Professor Alex Sharpe: Scary Monsters: the Hopeful Undecidability of David Bowie (1947-2016)

Event date: 
Monday 5 June to Tuesday 6 June
Time: 
18:00
Location: 
Screening Room (G.04) 50 George Square

5th June 2017

18.00 – 20.00

Cantre for Law and Society Annual Lecture

Scary Monsters: the Hopeful Undecidability of David Bowie (1947-2016)

Professor Alex Sharpe

https://cls-annual-lecture.eventbrite.co.uk

 

The lecture will be about three things: Monsters, Hope and one of the most significant artists of the 20th century, David Bowie. Monsters, because the monster is the outsider template par excellence. Hope, because monsters are quintessentially hopeful. Bowie, because he is the monster writ large. Of all the figures within popular culture, few embody the monster quite like David Bowie.

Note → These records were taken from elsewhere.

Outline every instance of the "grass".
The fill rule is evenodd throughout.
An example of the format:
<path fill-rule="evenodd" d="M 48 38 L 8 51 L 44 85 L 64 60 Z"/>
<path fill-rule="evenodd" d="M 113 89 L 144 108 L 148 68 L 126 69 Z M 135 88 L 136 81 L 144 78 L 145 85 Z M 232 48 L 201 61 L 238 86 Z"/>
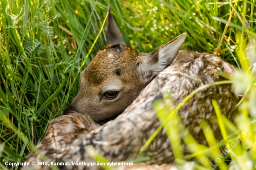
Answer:
<path fill-rule="evenodd" d="M 255 77 L 247 71 L 249 62 L 244 59 L 247 44 L 253 41 L 256 35 L 255 3 L 254 0 L 234 1 L 232 5 L 215 0 L 1 1 L 0 169 L 6 168 L 6 161 L 19 162 L 27 157 L 40 141 L 49 121 L 60 116 L 78 93 L 81 71 L 107 45 L 105 30 L 99 33 L 109 4 L 125 41 L 136 50 L 150 52 L 186 32 L 183 48 L 213 53 L 219 46 L 221 50 L 216 50 L 216 55 L 243 71 L 231 78 L 236 92 L 245 94 L 239 106 L 241 114 L 237 127 L 222 118 L 225 126 L 222 131 L 231 128 L 235 133 L 232 137 L 227 134 L 222 144 L 229 142 L 228 140 L 241 135 L 241 130 L 256 115 Z M 7 6 L 10 7 L 8 13 L 13 16 L 23 7 L 16 24 L 21 27 L 7 27 L 13 25 L 5 12 Z M 226 24 L 228 21 L 231 22 L 229 26 Z M 35 39 L 40 43 L 36 47 Z M 27 57 L 20 58 L 31 46 L 35 49 Z M 252 52 L 250 55 L 254 54 Z M 255 132 L 254 124 L 249 126 Z M 250 169 L 256 168 L 253 134 L 246 136 L 230 155 L 231 166 L 242 169 L 243 165 L 252 164 Z M 169 135 L 176 134 L 171 132 Z M 211 150 L 208 154 L 217 155 L 214 150 Z M 198 151 L 195 150 L 194 154 Z M 181 159 L 178 150 L 176 155 L 177 163 L 187 163 Z M 203 161 L 208 158 L 201 159 Z M 216 167 L 225 169 L 226 166 L 222 163 Z"/>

The lecture will first set some parameters for thinking about monsters, for not all scary creatures are monsters. In doing so, the lecture will draw, in particular, on the work of Michel Foucault and George Canguilhem. Once the theoretical ground has been laid for an analytically precise understanding of the monster, the lecture will consider their intrinsic hopefulness, something which Foucault and Canguilhem neglect.

The lecture will then turn to counter-cultural icon, sublime anti-hero and provocateur, David Bowie, in order to think through some key categorical distinctions which the monster brings to crisis. In particular, and through Bowie, we will journey through the territory of sex, gender and sexuality; human/animal hybridity, and the sacred and profane.

So roll up for the mother of monsters. The lecture promises to be many things, and certainly theoretically rich and an audio-visual feast. What it will not be is dull. Turn and face the strange … ch-ch- changes …

 

About the Speaker:

Professor Alex Sharpe (Law Professor, Keele University)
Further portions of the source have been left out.